Alternatively, you can open another terminal and execute ros2 topic echo /goal_pose, then open rviz2, click on "set goal pose", and use the mouse to indicate the desired pose. The terminal will log that pose. Then you can add it to maps/new_waypoints.yaml and match the entry in speech/waypoints.py with a description for this location.

Updating the Initial Pose for the Docking Station

When SAGE is deployed and always starts from the docking station, update config/nav2_params.yaml under the amcl section:

initial_pose_x: <docking_station_x>
initial_pose_y: <docking_station_y>
initial_pose_a: <docking_station_yaw>

The docking station pose in the current map is approximately x=30.65, y=57.47.

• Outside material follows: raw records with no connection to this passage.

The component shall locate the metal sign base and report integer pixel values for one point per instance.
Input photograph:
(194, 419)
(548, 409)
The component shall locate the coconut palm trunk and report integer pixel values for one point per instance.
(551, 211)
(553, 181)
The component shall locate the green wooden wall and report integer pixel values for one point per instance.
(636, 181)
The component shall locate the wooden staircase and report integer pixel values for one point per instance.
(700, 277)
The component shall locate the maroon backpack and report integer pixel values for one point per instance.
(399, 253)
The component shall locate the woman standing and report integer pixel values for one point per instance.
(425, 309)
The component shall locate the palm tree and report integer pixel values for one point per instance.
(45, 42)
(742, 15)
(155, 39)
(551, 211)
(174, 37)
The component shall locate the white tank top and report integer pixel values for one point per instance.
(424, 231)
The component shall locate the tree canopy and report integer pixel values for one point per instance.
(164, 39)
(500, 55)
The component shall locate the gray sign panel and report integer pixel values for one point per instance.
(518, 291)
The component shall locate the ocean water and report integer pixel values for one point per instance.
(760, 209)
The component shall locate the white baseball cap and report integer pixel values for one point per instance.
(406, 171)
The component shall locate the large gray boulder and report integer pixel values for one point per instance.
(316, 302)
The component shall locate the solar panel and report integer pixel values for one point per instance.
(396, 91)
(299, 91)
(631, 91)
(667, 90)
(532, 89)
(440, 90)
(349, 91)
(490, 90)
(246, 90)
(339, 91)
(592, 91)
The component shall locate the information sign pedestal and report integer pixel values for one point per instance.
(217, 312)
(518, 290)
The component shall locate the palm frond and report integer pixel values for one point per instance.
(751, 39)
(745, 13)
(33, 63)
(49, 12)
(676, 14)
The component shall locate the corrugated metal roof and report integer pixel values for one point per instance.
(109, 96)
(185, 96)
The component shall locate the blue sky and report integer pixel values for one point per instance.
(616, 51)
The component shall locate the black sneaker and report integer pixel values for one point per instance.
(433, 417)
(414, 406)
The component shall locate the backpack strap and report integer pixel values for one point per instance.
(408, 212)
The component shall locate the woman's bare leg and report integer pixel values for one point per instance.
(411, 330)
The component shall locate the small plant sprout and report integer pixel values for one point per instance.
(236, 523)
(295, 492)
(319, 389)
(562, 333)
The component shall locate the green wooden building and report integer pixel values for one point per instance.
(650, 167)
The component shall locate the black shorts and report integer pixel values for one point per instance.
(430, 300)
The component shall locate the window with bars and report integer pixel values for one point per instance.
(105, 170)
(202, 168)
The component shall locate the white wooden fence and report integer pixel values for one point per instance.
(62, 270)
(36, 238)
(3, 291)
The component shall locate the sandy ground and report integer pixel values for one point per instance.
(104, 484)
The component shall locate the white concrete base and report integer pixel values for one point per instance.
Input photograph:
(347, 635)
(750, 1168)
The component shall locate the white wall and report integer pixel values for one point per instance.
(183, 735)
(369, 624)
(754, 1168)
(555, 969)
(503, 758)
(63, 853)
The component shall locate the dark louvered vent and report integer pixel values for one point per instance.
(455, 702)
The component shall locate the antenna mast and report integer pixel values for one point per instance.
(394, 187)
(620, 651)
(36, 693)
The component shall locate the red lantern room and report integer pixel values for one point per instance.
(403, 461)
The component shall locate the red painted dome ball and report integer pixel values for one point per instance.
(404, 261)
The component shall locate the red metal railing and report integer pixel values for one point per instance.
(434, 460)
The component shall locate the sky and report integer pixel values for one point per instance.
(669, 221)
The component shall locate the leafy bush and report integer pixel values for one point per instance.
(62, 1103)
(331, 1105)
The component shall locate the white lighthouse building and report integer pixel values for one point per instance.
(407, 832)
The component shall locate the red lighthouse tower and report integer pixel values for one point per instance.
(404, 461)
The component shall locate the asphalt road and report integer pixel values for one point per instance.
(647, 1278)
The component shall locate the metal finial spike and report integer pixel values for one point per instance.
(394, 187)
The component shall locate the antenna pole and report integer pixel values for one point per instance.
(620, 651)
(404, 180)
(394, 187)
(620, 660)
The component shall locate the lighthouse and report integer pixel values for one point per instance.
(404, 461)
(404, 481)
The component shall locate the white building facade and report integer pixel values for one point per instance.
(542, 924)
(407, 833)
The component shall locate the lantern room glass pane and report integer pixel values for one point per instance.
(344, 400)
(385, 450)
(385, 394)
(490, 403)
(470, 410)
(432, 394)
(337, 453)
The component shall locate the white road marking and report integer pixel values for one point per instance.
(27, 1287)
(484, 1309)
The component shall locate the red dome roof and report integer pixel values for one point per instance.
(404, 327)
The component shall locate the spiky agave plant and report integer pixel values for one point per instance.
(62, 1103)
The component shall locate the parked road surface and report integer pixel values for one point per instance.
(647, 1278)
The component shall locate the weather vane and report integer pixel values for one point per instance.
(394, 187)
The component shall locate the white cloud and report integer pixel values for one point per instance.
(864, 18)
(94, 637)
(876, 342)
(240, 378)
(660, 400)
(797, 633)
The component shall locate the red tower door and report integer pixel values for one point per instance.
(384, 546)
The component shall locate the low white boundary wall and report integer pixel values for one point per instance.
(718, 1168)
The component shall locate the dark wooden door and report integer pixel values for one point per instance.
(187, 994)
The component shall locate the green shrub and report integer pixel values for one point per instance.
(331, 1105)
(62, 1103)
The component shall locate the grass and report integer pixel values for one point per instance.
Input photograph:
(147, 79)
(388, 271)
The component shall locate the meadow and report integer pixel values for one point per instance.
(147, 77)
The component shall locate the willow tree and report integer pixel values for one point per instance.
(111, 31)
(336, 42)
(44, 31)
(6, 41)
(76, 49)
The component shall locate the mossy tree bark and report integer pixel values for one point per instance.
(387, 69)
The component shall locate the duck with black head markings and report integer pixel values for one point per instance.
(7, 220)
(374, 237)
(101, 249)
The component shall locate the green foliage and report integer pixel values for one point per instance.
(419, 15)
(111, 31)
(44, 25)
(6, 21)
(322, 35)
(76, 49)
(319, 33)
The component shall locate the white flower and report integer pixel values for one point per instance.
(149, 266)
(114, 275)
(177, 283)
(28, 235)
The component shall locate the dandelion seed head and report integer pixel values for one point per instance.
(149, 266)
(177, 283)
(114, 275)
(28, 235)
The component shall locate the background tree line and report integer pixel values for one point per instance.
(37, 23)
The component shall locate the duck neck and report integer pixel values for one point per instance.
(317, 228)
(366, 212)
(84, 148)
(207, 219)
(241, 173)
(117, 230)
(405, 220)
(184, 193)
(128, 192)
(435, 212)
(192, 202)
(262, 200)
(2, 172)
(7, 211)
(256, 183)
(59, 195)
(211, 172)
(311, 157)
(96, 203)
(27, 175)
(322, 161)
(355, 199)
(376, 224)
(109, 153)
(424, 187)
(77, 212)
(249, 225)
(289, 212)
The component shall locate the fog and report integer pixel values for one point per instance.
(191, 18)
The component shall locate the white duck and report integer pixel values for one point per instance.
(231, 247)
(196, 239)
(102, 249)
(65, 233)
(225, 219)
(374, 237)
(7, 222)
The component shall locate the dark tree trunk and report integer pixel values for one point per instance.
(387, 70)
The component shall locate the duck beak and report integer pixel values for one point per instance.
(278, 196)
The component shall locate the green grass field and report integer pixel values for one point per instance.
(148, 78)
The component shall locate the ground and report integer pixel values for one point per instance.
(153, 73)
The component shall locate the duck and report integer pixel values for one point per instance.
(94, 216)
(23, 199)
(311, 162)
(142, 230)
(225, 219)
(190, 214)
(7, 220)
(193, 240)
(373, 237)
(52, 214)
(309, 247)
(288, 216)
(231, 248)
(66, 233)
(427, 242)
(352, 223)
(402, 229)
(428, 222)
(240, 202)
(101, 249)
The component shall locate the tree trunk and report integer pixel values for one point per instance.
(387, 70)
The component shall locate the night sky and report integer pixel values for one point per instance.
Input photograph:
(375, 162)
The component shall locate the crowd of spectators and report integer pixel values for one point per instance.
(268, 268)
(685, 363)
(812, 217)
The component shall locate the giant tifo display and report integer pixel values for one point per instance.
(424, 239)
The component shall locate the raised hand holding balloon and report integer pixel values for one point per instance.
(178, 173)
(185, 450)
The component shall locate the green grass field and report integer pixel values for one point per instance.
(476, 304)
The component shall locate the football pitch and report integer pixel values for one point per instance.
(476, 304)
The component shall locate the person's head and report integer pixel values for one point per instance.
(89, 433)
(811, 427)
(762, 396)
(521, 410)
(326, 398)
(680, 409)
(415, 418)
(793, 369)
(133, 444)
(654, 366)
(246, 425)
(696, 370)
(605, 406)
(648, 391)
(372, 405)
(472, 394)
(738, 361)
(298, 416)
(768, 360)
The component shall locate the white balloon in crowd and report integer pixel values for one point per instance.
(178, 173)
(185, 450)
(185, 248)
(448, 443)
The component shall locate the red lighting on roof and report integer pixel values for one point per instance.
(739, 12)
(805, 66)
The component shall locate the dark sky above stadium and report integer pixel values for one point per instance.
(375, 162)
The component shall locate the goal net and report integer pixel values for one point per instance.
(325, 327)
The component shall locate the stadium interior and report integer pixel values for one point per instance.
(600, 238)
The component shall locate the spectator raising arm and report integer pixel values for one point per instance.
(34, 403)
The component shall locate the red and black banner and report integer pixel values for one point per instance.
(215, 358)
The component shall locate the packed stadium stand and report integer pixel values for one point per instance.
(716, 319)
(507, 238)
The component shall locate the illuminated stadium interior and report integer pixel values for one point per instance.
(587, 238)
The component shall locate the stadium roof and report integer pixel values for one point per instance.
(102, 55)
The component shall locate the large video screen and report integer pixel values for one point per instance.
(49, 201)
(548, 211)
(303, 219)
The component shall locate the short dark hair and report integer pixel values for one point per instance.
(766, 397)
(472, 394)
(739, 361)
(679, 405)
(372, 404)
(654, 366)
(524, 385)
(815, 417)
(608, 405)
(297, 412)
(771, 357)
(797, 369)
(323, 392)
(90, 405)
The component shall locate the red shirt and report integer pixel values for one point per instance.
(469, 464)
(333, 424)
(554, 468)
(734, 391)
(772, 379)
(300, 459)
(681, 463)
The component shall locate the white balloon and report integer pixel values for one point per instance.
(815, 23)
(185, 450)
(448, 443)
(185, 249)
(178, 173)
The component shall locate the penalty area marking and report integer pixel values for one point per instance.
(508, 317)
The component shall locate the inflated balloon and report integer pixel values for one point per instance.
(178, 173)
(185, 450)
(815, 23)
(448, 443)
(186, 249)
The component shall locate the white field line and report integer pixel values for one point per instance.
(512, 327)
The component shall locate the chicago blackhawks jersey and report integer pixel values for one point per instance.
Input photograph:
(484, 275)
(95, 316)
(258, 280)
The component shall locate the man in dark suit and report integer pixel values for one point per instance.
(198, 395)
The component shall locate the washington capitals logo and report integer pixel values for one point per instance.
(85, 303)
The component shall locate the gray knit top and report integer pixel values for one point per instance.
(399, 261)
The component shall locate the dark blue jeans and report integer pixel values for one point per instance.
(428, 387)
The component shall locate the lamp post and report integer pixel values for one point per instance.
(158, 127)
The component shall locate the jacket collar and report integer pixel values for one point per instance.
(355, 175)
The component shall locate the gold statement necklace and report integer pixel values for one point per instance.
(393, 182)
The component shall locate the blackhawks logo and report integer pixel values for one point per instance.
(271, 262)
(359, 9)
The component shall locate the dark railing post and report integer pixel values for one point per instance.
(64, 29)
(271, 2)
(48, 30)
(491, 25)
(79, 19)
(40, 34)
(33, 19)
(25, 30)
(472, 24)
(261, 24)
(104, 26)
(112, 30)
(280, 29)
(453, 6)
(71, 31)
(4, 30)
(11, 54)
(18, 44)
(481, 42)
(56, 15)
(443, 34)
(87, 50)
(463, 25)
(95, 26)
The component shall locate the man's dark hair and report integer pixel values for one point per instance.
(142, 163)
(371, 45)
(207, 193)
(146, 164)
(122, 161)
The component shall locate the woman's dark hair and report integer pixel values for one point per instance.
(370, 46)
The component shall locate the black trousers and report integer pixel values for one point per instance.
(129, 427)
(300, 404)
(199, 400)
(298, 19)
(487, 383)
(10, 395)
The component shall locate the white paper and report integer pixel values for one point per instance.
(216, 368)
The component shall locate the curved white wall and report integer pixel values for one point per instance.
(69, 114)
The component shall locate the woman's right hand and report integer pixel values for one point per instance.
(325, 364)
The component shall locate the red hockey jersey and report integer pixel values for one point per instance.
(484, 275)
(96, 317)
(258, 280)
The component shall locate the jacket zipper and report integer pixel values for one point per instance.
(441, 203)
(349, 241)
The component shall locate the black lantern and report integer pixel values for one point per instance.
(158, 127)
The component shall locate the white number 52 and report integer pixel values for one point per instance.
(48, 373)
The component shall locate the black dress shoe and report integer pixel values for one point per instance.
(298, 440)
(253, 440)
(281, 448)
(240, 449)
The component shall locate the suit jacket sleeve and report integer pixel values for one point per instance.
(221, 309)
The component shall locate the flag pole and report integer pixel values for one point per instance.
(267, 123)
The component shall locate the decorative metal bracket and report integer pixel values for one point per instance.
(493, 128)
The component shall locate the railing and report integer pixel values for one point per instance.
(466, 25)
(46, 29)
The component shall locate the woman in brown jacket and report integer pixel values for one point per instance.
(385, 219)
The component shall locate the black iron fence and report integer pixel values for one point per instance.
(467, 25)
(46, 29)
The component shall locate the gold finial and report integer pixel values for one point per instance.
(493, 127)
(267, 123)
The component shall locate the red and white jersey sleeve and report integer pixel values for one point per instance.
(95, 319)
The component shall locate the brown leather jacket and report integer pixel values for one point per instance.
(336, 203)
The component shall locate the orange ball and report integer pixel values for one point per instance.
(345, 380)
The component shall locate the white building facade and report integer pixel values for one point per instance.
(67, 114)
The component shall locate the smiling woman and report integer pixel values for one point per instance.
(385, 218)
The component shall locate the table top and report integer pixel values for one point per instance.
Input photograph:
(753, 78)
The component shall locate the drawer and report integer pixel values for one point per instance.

9. Voice Interaction System

All voice code lives in the speech/ directory. The entry point is speech/main.py.

Pipeline Overview

XVF3800 USB mic array
       │
       ├─── DOA azimuth ──────────────────────────────► doa_server.py (port 8766)
       │                                                         │
       └─── Audio stream                                         ▼
              │                                          Face UI (eyes follow speaker)
              ▼
     openwakeword (ONNX)
     Wakewords: "sage", "alexa", "hey jarvis"
              │  (on detection)
              ▼
     Silero VAD (voice activity detection)
              │  (speech segment)
              ▼
     faster-whisper (Whisper small.en, CUDA)
              │  (transcript)
              ▼
     OpenAI LLM (streaming, function calls)
              │
       ┌──────┴──────────────┐
       │                     │
  Tool calls              Text response
  set_goal()              │
  cancel_goal()           ▼
  valpo_search()    Piper TTS (local ONNX, en_US-amy-medium)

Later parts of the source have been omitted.